We did not have leaf blowers which would have been fun. We had rakes, and for manpower, dad had sons. My brothers and I were responsible for the leaf raking. It was a lot of work, but we didn’t mind because we also got to burn them.
We did not recycle the leaves. We did not bag them (the biggest pain in the ass known to man) we dragged them to the street and set them on fire.
Ahh how I loved the sweet smell of burning, smoldering leaves in the Fall. The leaf burning ritual made the hard work of raking and sweeping a chore we almost enjoyed.
There were some drawbacks to the leaf burning. One fall weekend after a rainstorm, the leaves did not want to burn. I suppose we could have waited a few days for them to dry out, but my oldest brother, Jim, was too resourceful for that.

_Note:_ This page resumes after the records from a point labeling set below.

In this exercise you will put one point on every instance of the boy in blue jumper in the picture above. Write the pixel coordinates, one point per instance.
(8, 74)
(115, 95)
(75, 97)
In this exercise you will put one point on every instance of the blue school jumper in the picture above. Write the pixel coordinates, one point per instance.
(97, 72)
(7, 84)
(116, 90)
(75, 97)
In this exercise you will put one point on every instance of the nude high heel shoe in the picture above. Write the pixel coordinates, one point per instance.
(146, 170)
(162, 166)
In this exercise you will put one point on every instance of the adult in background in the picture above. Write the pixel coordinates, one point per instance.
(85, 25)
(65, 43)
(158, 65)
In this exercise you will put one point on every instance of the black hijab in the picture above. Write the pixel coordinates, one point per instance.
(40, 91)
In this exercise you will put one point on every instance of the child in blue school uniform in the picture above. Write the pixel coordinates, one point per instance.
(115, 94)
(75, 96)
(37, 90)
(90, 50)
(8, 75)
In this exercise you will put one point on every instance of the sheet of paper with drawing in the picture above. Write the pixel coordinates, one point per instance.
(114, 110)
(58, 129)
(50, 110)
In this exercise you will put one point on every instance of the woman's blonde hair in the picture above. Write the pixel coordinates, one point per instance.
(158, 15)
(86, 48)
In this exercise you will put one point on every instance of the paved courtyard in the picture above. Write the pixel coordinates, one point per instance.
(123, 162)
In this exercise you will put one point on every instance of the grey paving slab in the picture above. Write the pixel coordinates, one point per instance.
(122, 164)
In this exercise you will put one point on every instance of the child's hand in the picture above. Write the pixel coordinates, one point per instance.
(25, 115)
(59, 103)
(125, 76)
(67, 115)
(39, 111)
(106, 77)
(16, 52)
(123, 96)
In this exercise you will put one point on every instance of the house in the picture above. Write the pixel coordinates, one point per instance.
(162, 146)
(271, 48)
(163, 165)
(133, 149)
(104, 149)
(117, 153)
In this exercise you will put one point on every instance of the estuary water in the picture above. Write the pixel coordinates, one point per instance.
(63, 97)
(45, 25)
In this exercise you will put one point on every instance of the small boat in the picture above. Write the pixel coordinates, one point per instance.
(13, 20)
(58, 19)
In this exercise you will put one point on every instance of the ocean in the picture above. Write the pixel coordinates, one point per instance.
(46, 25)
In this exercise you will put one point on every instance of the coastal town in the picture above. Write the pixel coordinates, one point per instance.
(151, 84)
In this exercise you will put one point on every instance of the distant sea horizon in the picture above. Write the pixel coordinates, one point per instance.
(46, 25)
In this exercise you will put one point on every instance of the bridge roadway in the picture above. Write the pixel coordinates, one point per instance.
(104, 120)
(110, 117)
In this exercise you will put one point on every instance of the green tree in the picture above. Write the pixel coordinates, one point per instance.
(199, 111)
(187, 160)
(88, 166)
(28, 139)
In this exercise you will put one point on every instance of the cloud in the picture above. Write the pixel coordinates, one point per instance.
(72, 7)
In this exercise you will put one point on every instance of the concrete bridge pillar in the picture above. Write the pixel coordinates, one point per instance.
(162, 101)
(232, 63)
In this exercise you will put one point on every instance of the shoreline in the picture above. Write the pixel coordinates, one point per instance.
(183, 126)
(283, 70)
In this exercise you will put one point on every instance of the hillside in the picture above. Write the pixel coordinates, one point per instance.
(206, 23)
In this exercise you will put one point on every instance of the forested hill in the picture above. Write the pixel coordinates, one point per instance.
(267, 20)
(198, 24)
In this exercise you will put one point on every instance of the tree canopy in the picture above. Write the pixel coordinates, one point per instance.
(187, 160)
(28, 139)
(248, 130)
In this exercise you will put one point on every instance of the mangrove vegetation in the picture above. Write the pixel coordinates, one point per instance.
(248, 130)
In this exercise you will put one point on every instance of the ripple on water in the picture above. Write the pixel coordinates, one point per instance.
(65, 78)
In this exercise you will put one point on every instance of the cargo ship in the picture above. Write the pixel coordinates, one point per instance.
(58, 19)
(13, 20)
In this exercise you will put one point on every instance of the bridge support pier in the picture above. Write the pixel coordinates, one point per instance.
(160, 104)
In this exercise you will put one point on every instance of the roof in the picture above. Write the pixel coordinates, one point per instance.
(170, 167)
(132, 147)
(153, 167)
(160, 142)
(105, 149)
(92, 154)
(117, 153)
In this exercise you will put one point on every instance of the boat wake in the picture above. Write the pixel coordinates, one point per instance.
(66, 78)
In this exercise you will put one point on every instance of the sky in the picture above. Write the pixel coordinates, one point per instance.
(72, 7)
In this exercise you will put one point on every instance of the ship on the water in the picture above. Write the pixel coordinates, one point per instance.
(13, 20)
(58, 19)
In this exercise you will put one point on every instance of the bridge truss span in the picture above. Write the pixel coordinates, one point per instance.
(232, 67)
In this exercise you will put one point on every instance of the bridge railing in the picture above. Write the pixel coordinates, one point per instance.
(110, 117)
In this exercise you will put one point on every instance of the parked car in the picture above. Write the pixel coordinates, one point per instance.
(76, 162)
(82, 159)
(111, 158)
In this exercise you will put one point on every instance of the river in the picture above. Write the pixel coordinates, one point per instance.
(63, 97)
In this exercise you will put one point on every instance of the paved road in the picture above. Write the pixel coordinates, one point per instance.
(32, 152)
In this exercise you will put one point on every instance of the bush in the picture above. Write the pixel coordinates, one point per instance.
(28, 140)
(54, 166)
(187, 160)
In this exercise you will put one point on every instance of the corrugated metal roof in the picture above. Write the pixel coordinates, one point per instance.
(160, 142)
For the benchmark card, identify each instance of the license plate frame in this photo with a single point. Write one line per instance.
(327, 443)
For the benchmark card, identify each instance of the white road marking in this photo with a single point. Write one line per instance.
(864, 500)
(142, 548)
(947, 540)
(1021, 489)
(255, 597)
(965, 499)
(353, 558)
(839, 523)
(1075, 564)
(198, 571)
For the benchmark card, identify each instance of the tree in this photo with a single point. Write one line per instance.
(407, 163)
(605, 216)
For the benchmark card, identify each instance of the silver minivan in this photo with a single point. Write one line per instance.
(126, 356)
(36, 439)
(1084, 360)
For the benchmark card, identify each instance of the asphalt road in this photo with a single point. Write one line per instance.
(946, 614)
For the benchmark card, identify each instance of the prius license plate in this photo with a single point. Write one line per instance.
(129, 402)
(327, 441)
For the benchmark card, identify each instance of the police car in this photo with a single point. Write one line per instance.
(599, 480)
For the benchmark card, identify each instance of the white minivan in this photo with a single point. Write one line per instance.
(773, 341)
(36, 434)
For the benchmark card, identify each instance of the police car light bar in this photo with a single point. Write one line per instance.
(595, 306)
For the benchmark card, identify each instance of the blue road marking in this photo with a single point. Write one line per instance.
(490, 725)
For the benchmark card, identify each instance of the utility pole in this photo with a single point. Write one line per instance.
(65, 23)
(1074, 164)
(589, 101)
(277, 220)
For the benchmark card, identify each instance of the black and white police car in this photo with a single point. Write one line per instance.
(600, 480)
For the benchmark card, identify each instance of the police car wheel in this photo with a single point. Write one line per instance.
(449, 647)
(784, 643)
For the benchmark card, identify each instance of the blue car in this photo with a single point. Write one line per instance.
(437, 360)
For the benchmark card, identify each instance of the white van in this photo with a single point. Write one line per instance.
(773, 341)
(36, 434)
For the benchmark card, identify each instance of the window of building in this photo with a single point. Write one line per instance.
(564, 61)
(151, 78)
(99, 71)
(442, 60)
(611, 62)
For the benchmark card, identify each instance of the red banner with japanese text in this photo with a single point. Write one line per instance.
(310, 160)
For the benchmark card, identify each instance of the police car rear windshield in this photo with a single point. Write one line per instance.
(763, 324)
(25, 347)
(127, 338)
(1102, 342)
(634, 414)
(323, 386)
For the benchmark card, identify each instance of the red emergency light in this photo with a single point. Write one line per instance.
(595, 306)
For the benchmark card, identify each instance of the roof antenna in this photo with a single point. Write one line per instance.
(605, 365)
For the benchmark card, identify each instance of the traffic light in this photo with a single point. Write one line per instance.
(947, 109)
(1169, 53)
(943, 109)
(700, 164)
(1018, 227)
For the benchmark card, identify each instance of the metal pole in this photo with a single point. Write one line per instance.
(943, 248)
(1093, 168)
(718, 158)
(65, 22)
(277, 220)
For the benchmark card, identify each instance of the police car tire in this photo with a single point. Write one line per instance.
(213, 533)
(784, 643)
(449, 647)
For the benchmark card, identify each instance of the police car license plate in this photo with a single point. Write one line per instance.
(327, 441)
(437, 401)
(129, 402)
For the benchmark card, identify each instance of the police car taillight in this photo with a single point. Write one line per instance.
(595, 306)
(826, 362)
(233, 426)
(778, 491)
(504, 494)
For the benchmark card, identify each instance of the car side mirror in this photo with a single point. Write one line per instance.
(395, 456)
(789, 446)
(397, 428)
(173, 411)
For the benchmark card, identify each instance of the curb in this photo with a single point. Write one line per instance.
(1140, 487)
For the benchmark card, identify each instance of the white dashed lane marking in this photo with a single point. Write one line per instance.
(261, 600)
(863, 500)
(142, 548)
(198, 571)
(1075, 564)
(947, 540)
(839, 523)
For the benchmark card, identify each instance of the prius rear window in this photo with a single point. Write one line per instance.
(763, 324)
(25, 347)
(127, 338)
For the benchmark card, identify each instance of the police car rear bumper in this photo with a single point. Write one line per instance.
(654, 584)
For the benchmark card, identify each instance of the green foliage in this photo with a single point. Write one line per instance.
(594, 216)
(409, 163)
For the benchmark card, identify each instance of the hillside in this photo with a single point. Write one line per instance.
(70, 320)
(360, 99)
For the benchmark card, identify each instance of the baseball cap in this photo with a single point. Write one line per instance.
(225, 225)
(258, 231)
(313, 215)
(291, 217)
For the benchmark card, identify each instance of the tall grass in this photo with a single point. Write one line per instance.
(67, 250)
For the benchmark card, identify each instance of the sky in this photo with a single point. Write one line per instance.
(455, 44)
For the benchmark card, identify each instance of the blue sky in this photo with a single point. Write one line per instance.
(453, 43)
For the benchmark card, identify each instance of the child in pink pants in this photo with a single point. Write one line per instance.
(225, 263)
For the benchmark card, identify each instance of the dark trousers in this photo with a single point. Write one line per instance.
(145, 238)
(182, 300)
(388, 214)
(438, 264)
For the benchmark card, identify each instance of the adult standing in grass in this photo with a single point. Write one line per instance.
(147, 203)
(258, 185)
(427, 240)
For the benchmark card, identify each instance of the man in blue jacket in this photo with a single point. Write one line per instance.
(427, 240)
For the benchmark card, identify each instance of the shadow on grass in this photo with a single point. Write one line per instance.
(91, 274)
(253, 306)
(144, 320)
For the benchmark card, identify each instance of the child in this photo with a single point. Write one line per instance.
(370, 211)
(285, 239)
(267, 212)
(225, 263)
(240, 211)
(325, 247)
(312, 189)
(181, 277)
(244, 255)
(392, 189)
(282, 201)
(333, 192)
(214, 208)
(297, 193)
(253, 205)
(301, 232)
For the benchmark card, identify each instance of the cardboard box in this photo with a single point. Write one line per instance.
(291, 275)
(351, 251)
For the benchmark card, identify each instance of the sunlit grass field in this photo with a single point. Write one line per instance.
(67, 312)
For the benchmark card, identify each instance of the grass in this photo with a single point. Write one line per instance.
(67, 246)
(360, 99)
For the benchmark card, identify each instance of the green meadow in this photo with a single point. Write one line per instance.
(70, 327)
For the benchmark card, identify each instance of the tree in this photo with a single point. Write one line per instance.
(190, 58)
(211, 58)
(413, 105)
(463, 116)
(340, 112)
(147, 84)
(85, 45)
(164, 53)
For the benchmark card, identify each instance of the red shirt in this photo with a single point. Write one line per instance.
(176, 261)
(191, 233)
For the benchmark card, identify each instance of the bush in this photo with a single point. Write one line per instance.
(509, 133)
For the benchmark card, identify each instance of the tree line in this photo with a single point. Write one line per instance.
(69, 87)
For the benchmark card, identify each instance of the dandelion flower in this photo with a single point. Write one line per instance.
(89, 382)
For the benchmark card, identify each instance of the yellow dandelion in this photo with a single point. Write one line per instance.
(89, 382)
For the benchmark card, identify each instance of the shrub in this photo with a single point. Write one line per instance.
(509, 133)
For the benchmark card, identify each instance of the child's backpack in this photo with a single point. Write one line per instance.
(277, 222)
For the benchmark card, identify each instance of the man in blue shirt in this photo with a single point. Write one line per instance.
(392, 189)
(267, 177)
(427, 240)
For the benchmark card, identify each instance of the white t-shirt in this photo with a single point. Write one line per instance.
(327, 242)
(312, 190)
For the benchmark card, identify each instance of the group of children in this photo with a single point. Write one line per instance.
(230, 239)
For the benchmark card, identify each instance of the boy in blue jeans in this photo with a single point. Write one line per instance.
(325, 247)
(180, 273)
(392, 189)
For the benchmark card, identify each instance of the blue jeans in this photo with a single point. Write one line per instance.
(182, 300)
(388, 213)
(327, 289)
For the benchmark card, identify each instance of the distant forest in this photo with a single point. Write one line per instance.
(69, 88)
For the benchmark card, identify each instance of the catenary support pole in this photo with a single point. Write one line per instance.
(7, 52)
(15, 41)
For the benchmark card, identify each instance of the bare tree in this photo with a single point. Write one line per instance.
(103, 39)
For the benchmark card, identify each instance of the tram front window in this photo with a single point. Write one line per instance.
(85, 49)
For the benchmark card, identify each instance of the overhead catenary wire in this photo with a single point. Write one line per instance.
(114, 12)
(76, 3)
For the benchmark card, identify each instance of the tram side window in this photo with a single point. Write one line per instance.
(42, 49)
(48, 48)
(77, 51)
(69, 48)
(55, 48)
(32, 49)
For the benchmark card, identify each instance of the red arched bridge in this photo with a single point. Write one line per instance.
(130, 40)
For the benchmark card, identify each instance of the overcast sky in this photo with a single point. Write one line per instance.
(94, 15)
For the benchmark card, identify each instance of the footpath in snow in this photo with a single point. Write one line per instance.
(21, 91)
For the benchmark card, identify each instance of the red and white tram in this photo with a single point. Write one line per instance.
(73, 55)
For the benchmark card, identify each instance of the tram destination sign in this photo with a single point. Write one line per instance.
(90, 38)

A little lawnmower gas might ignite those leaves. If a little gas might ignite those wet leaves, a lot of gas for sure would get the job done. To be absolutely positive the leaves would burn, Jim added the whole two gallon tank into, around, and on top of a huge pile of wet leaves.
My brother was no dope; he knew putting a match to gasoline might be a little dangerous. Jim positioned me ten yards away as he moved just several paces back from the leaves. With one flick he drove a match against the match pack abrasive strip and sent that tiny flaming torch toward the gasoline soaked pile of leaves.
The flaming match never reached the leaves. My brother, a future physicist, failed to take gas fumes into account. The fumes from two gallons of gas soaked into wet leaves apparently reached a tiny bit less than several paces. The resulting explosion was instant. It knocked Jim onto his back and slightly singed his eyebrows.
Damn that was cool!
Stupid, but cool!
Several years later our town put a halt to the Fall leaf burning ritual, and most towns in the state followed. The leaf burning ban wasn’t from an air pollution issue, or global warming concerns; no, it was a safety issue. Almost everyone waited for the weekend to burn the leaves, and a large bonfire in front of every quarter acre lot on the street created a visibility problem. It took several car accidents from vehicles traveling blindly through smoke at about three miles an hour and a small child almost being run over to convince our town’s leaders that the sweet smell of burning leaves and the convenience of no bagging was not worth the residents safety.
The lawmakers were right of course, and the new ritual of leaf bagging and recycling is a good thing. Still I miss those days of innocence when we did not worry about polluting our lungs, heating our planet or blowing ourselves up.
I miss the old leaf disposal ritual.
It doesn’t quite seem like Fall without the smell of burning leaves.